Later, after I left for college, a Chinese buffet moved into a nearby town, and I’d occasionally eat there with family when I was home on breaks. We’d pay our $8.95, then load up on sticky sweet and sour pork, spicy General Tso’s chicken, and greasy egg rolls. Vegetables and fruits appeared mostly in supporting roles: pineapple alongside breaded and deep-fried meat, broccoli soaked in beef gravy, tiny bits of carrot and peas nestled among white rice and pork. Occasionally, as I shoveled forkfuls of fried rice in my mouth, I laughed about the “fake” Chinese food from my childhood days now that I knew what “real” Chinese food was.
Then, in 2010 I found myself in China. By that time, I’d had far more authentic Chinese food when I visited Chicago’s Chinatown or dined with a Chinese friend who made her mother’s recipes from the kitchen of her small Chicago apartment. I’d even sampled beef tripe (the lining of the small intestine) at a Taiwanese Dim Sum restaurant, though I’d probably never have tried it if I’d actually known what it was before popping it in my mouth.

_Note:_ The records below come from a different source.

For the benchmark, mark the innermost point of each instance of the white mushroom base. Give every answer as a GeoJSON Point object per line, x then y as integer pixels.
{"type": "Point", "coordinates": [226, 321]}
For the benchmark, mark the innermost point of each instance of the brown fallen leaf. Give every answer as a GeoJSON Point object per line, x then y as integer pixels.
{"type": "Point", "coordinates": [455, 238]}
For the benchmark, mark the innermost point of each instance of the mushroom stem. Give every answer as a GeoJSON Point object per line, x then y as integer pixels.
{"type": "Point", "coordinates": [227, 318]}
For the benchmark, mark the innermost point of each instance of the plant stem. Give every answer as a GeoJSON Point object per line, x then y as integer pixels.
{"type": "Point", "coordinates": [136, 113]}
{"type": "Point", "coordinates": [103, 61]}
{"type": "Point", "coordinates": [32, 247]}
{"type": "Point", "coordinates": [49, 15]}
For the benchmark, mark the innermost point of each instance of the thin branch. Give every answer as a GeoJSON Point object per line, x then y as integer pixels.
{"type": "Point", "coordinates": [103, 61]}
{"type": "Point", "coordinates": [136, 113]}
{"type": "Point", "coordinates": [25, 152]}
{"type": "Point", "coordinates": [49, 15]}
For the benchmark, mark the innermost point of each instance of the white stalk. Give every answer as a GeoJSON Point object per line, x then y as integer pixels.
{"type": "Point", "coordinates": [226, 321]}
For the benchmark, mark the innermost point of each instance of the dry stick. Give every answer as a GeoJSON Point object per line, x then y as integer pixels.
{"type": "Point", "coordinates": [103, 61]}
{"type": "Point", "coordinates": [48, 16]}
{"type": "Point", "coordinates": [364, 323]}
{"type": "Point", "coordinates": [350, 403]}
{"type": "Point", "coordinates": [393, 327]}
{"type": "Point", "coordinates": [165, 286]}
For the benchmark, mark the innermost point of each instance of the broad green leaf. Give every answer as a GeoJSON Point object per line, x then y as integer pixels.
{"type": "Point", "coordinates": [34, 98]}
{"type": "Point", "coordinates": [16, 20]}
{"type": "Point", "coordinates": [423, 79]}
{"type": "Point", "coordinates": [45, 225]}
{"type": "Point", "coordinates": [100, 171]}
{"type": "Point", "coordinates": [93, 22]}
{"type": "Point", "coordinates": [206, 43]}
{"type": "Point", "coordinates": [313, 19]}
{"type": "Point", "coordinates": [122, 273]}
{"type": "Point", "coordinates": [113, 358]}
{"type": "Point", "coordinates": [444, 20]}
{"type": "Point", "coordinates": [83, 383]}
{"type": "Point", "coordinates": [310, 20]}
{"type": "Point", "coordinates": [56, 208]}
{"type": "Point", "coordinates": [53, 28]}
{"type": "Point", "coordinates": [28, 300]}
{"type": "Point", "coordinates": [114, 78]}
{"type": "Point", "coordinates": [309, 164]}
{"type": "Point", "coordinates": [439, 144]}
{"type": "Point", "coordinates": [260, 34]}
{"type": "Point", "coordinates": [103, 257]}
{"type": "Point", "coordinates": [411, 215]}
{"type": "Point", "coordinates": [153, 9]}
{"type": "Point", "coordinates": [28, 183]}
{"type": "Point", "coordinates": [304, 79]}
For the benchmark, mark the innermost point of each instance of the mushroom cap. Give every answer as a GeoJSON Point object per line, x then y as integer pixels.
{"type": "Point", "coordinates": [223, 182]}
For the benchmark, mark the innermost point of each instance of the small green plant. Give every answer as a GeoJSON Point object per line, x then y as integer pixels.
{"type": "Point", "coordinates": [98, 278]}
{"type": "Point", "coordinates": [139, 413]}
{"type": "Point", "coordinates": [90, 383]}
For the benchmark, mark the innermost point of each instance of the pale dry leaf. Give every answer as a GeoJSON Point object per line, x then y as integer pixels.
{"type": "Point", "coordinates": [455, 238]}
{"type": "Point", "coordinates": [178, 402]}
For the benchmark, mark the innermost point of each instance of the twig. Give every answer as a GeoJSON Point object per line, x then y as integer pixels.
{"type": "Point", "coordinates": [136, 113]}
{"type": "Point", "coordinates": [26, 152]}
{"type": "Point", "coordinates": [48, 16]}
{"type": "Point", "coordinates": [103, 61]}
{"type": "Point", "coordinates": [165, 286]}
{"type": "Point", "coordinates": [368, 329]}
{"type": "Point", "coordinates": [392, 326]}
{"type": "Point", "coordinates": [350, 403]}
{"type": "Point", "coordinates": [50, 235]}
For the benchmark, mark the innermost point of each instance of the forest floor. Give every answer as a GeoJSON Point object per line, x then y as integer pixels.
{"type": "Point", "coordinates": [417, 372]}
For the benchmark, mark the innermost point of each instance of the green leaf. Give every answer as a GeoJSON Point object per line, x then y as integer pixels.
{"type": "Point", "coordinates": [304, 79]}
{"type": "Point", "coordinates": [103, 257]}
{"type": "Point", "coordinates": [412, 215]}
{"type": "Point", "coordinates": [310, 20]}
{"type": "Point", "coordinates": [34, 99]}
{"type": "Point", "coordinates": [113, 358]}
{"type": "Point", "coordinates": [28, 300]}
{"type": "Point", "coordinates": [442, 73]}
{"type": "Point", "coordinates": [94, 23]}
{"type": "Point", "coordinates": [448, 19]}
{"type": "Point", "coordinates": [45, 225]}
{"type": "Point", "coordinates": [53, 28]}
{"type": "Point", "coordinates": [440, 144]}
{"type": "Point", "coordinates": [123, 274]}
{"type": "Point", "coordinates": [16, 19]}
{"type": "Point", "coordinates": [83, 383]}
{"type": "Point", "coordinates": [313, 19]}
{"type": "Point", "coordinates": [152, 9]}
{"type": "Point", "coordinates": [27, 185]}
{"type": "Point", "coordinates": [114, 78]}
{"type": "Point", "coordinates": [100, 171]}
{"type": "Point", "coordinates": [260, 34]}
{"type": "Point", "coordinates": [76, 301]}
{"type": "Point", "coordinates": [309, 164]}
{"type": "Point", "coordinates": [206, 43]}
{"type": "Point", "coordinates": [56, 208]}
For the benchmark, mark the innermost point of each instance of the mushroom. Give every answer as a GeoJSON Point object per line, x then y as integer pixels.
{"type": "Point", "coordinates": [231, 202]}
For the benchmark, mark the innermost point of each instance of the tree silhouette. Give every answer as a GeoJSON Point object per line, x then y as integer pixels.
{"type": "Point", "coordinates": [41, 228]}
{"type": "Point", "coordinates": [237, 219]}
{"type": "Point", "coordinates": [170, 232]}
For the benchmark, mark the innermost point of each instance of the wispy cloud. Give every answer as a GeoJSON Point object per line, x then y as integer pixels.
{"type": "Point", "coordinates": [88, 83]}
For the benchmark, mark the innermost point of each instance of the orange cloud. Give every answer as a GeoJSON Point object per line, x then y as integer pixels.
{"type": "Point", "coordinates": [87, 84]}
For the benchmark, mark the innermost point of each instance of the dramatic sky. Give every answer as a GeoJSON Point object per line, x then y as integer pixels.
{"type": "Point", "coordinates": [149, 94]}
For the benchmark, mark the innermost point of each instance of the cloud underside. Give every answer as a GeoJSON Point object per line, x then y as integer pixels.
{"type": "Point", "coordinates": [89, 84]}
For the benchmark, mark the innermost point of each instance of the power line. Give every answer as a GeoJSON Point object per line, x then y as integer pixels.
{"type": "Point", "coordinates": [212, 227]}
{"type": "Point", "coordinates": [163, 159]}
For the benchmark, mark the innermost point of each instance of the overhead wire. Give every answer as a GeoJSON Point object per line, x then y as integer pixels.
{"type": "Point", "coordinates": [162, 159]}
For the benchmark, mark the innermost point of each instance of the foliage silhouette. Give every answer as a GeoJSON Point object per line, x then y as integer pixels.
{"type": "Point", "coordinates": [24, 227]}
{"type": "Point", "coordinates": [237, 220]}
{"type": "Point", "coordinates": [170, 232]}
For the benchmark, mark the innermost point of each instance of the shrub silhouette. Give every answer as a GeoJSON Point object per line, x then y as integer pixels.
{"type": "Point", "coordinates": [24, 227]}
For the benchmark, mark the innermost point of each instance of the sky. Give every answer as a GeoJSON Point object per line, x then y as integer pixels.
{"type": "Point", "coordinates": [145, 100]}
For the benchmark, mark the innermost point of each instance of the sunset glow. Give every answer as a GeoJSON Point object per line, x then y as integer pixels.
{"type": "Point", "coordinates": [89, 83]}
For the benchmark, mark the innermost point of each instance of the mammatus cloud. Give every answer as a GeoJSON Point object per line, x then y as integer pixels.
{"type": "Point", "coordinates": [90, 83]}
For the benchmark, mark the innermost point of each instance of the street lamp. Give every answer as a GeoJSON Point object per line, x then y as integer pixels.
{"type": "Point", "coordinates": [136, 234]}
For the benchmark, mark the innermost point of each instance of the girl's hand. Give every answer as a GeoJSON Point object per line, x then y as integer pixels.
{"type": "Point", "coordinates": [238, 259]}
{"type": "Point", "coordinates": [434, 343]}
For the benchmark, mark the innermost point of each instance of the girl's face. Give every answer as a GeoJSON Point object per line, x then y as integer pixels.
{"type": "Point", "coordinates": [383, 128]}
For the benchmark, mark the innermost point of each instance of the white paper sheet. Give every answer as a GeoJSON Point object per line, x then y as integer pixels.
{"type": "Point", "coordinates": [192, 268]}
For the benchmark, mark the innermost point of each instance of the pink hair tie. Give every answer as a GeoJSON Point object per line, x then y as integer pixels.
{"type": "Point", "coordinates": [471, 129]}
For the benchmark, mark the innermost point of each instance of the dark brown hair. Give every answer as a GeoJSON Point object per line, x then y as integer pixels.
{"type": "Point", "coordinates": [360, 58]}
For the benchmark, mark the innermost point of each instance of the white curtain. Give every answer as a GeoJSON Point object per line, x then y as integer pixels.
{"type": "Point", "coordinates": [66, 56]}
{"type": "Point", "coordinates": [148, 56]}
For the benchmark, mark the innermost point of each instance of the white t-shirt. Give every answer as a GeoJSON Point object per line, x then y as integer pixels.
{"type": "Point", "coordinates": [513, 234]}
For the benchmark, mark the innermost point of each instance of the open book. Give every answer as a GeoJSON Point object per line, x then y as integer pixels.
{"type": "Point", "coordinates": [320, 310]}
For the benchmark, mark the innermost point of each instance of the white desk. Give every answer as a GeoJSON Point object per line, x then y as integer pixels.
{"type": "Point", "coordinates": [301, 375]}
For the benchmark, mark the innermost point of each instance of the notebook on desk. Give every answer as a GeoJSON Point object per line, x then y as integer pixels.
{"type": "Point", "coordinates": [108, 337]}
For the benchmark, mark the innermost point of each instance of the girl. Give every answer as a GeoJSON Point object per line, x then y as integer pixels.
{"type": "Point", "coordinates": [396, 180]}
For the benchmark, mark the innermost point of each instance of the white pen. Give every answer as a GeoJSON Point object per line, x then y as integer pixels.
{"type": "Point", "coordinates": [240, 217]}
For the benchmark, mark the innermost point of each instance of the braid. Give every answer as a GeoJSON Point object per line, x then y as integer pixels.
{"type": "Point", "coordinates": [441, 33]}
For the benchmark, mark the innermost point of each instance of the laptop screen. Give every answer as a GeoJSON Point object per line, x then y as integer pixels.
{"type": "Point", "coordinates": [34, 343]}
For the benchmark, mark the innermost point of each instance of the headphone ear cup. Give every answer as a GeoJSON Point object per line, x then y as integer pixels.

But seated around a table in remote Southwest China, eating home-cooked food in bowls with chopsticks, I suddenly realized how wrong I’d been all along about “Chinese” food. Sure, what I’d been eating my whole life was inspired by the flavors and ingredients of some dishes available in China. But it was made using the highly processed, commercially packaged foods loaded with salt, sugar, fat, and preservatives that the industrial age brought us. The Chinese food I’d been eating wasn’t healthy, and it wasn’t really Chinese. But here, in a part of China less influenced by the industrial world, I wasn’t eating “Chinese food” either. I was simply eating whole foods made with locally grown ingredients, based on the traditions and tastes of the people who were serving it: mostly vegetables like stir-fried lotus root, carrots, and eggplant. A little sautéed pork and chicken and occasionally other meats. And always rice—a little at the end of the meal—after we’d had our fill of the other dishes.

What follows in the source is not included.